L'uomo è un essere casuale e senza scopo nell'immensità della vita universale, sottoposto ai capricci della natura distruttrice, alla quale non può opporre altro che il suo forsennato orgoglio privo di senso. Tuttavia essere cosciente della verità, quindi della propria condizione esistenziale è, secondo Leopardi, l'unica dignità, la sola nota di merito concessa all'uomo.
La poesia è dunque incentrata sulla fragilità dell'uomo e sulla malvagia potenza della natura, contro la quale l'essere umano non può nulla.
Stolto l'uomo, agli occhi del Leopardi, che nutre tanto orgoglio per le proprie scoperte e le proprie conquiste, mentre non si rende conto di quanto siano insignificanti. Debole, fragile, passeggero, l'uomo ha dunque una sola vera ricchezza: la sua dignità, ed è questa che deve difendere ad ogni costo, perché è l'unica cosa che lo distingue veramente dall'animale, vissuto e morto senza sapere nulla di sè.
Leopardi articola i suoi interventi in forma di: critica, polemica, proposta.
La critica investe l'orientamento spiritualistico prevalente nelle ideologie contemporanee e il modello di sviluppo sociale a cui guardavano i gruppi riformistici.
Leopardi si considera straniero nel suo tempo, rifiutando le mode ed i miti d'attualità, tra cui quello del 'progresso' del genere umano. A queste che considera teorie fuorvianti perché non tengono conto dei dati naturali della condizione umana, contrappone una filosofia 'dolorosa ma vera', il cui nocciolo consiste nel riconoscimento della materialità dell'uomo, della sua infelicità. E' una concezione antropologica, poiché si tratta di diffondere una cultura dell'uomo come essere cosciente della precarietà in cui vive e dell'annullamento a cui è destinato.
Per quanto concerne la polemica, l'autore si batte contro la pretesa di instaurare una felicità collettiva ignorando la situazione reale dell'individuo, perseguitato dalla natura nemica. I liberali sono detti 'sciocchi e ignoranti, gretti, meschini e del tutto incapaci di pensieri gentili e nobili' assieme a tutti quelli che promettono vane speranze di progresso e felicità.
Ed ecco quindi la proposta, il messaggio di solidarietà, di eroismo, per affrontare con lucidità la realtà, la coscienza del vero. Il suo ultimo appello alla fraternità è rivolto a tutti gli esseri umani: l'unico mezzo per sfuggire all'unica vera nemica comune (la Natura) è quello di cooperare in una lotta comune lasciando da parte inutili conflitti fratricidi.
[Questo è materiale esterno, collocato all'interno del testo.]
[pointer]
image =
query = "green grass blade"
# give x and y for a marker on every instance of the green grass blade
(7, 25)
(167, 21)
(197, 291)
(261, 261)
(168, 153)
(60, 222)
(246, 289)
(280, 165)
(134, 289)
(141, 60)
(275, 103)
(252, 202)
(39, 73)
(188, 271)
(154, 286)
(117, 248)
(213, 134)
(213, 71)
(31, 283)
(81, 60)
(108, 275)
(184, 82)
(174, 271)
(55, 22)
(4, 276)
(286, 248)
Il poeta chiude il suo canto con il ritorno all'immagine della ginestra, da cui aveva preso l'avvio, intesa come mito e simbolo dell'unico atteggiamento possibile per l'uomo come per le altre forme caduche dell'immenso e ricorrente ciclo della vita materiale: la rassegnazione al dolore, la coscienza dell'umiltà della propria condizione, l'accettazione del Nulla come unica realtà da cui veniamo ed a cui siamo destinati.